The short of it is, I think we had a really good game plan, and they don't always go perfectly, but you take good potential, good cultural leadership and a really good game plan and I think we've so far had a pretty good outcome. We're still called the most successful acquisition in Salesforce history. And we've learned a lot. I talk a lot with Tableau and I talk a lot with Slack about how to also take advantage of what we learned just coming 12 months and 24 [months before them], respectively.
You mentioned passing on some lessons to Tableau and Slack. What are some of the things you've learned that you shared with them?
The biggest one for me was whatever you’re thinking in terms of scale, double [it] — double your wildest idea in terms of scale. I didn't have to do that much with [Slack CEO Stewart Butterfield] because Stewart was already selling, with Slack, almost consumer-grade technology. They were exploding in terms of users. Tableau had a large user base too, but just the sheer volume of adoption and consumption, it was just sort of like, plan for scale, it will happen. That was probably the biggest one.

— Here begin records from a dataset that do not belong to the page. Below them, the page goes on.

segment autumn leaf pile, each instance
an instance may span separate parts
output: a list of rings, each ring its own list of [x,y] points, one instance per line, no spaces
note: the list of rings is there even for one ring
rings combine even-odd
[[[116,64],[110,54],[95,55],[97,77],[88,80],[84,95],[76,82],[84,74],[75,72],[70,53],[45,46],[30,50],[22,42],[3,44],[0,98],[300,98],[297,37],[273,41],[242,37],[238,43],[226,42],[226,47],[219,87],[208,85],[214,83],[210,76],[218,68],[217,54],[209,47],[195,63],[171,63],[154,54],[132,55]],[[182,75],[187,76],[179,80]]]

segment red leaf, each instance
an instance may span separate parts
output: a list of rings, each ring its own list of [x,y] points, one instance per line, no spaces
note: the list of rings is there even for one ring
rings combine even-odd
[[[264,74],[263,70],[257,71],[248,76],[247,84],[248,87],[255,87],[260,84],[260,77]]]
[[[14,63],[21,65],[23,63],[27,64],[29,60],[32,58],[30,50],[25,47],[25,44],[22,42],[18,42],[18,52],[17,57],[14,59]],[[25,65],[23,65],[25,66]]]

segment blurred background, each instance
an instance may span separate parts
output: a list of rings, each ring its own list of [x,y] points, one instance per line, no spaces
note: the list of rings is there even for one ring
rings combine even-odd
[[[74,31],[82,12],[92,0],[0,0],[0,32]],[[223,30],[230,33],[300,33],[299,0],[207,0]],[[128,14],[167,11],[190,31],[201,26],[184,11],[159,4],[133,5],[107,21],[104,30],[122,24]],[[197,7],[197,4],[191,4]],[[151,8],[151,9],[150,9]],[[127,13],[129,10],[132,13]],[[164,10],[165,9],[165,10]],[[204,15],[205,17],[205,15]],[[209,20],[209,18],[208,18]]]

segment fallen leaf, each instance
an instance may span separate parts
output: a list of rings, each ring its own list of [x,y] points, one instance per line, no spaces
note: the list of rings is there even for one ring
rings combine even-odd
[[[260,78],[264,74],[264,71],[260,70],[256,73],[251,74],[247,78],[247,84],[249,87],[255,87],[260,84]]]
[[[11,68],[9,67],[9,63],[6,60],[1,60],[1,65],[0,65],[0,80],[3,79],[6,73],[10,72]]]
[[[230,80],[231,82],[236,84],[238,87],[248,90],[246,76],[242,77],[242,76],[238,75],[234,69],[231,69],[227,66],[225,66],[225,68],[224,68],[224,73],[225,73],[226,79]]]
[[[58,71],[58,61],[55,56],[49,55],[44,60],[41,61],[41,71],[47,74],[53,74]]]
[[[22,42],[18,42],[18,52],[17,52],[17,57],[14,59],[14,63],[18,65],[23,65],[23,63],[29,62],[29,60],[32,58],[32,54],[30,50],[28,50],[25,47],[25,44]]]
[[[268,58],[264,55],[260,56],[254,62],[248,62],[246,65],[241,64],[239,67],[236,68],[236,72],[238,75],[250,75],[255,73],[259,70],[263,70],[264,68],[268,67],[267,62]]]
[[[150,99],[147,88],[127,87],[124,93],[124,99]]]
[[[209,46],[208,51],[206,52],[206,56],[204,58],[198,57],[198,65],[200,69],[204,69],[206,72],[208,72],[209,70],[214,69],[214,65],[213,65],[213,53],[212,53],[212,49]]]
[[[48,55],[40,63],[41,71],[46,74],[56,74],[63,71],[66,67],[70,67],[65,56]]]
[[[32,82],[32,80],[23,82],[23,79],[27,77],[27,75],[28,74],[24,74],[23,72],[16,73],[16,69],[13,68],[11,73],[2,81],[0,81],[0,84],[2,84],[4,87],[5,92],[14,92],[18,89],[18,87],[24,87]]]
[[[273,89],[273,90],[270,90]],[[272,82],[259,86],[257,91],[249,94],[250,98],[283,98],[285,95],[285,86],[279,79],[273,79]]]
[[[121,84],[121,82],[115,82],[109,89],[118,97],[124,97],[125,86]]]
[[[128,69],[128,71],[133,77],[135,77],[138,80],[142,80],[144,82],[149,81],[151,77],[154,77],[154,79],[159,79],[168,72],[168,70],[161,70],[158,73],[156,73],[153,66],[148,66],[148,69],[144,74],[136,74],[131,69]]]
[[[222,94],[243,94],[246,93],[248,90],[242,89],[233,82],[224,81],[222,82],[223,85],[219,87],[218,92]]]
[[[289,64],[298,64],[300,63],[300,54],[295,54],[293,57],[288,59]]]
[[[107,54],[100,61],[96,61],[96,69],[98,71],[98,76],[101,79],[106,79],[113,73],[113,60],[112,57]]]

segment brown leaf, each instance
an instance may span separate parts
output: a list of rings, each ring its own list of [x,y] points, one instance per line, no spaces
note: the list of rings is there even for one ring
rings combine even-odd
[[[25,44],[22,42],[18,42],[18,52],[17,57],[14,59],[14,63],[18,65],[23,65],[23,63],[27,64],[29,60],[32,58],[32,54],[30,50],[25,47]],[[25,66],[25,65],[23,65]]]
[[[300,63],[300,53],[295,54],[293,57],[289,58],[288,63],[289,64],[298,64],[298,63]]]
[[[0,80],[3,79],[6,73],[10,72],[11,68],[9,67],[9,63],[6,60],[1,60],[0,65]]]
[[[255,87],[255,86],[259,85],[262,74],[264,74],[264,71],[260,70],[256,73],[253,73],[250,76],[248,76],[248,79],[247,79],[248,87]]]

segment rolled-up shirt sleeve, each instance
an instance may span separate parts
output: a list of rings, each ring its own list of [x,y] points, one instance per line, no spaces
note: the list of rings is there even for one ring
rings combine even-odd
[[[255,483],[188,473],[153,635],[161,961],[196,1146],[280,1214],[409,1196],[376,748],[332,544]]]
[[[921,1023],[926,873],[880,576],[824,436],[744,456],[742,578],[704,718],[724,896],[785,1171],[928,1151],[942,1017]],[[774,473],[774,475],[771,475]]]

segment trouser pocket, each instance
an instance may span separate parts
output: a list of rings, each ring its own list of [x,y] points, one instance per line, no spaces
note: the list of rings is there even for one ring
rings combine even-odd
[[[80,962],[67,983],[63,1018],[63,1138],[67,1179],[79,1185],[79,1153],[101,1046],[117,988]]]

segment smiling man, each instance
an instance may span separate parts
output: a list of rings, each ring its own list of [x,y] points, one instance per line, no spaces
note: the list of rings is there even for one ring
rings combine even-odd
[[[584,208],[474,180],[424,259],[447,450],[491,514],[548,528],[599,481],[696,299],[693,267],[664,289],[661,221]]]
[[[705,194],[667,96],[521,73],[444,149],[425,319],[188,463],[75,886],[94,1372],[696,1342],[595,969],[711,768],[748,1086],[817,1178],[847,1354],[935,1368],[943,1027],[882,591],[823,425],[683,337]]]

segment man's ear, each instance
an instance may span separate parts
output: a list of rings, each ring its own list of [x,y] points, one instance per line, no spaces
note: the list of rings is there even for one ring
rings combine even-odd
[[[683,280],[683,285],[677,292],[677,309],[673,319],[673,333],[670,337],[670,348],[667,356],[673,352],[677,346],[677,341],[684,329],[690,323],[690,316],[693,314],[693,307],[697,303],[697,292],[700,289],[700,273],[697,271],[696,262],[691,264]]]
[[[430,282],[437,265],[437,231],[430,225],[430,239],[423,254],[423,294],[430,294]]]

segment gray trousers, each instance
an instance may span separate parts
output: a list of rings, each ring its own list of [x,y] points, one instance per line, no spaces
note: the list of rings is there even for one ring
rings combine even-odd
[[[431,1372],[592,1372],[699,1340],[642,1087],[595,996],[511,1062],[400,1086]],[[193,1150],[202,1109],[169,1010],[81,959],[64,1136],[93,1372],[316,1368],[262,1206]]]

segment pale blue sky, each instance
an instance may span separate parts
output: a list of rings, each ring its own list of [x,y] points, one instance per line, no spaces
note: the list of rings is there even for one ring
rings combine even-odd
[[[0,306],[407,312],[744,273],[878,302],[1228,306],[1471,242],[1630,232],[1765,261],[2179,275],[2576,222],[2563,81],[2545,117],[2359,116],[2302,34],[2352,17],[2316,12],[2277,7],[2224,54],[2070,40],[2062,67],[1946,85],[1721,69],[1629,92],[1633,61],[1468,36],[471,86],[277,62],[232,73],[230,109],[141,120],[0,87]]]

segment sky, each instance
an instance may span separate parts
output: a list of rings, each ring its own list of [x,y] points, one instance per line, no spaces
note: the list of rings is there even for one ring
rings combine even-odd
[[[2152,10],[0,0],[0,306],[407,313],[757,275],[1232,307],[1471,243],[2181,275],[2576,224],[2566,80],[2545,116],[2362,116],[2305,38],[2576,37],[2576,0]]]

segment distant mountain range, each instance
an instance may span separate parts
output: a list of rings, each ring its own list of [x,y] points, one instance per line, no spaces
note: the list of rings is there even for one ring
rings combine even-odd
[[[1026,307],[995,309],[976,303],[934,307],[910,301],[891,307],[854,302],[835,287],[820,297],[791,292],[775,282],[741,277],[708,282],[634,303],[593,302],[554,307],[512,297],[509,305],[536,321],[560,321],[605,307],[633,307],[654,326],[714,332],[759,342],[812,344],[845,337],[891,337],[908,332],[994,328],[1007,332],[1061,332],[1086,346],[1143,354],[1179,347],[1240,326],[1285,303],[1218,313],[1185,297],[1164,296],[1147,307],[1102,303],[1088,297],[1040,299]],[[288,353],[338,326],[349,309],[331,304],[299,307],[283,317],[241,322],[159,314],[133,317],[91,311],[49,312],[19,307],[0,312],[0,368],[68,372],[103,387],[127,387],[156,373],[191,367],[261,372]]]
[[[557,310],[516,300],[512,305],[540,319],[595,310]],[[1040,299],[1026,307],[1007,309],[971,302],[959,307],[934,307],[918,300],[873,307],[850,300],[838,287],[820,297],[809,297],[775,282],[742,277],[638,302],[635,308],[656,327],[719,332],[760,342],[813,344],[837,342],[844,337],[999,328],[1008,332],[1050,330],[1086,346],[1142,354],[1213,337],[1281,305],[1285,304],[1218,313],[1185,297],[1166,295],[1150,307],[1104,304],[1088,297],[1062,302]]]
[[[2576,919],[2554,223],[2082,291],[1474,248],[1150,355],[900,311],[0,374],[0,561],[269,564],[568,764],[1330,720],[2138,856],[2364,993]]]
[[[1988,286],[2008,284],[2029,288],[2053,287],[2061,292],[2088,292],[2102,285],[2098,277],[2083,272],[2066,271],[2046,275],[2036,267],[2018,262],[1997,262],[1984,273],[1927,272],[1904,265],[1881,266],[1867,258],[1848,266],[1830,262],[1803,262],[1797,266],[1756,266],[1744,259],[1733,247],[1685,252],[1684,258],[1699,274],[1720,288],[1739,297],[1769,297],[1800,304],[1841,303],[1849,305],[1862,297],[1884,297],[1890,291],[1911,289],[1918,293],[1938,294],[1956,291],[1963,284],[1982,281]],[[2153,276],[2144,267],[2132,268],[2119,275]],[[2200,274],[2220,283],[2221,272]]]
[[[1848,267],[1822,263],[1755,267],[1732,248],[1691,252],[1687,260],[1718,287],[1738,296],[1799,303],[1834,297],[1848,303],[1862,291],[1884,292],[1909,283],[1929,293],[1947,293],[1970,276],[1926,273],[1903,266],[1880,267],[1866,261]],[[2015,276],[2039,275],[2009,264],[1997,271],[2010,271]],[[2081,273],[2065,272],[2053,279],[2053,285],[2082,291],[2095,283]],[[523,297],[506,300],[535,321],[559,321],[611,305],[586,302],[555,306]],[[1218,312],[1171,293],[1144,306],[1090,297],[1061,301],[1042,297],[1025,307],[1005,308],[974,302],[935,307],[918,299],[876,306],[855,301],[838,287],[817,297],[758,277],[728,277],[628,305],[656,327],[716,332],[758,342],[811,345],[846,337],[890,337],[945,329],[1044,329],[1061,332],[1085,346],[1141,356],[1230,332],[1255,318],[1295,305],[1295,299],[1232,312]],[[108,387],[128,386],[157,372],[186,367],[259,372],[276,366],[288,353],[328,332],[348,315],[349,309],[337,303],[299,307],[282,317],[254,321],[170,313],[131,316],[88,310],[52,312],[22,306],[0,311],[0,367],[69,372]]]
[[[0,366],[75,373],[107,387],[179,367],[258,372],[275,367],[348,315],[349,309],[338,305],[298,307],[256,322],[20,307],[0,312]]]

Then on the second side, planning for employee scale. Even though all three of us were reasonably large companies — we were a quarter-million dollars in revenue at the time, well over 1,000 employees and I think both Tableau and Slack were over those marks as well — it’s a 75,000 person, $25 billion organization. And so you have to be able to make sure that we're not just scaling our processes and our technology, but we're also able to provide the coverage and the capability, and it takes a lot of hiring. Any best hiring plan you've ever had: Tear it up. I mean, the last six quarters we have averaged a greater quarterly hiring than in years combined.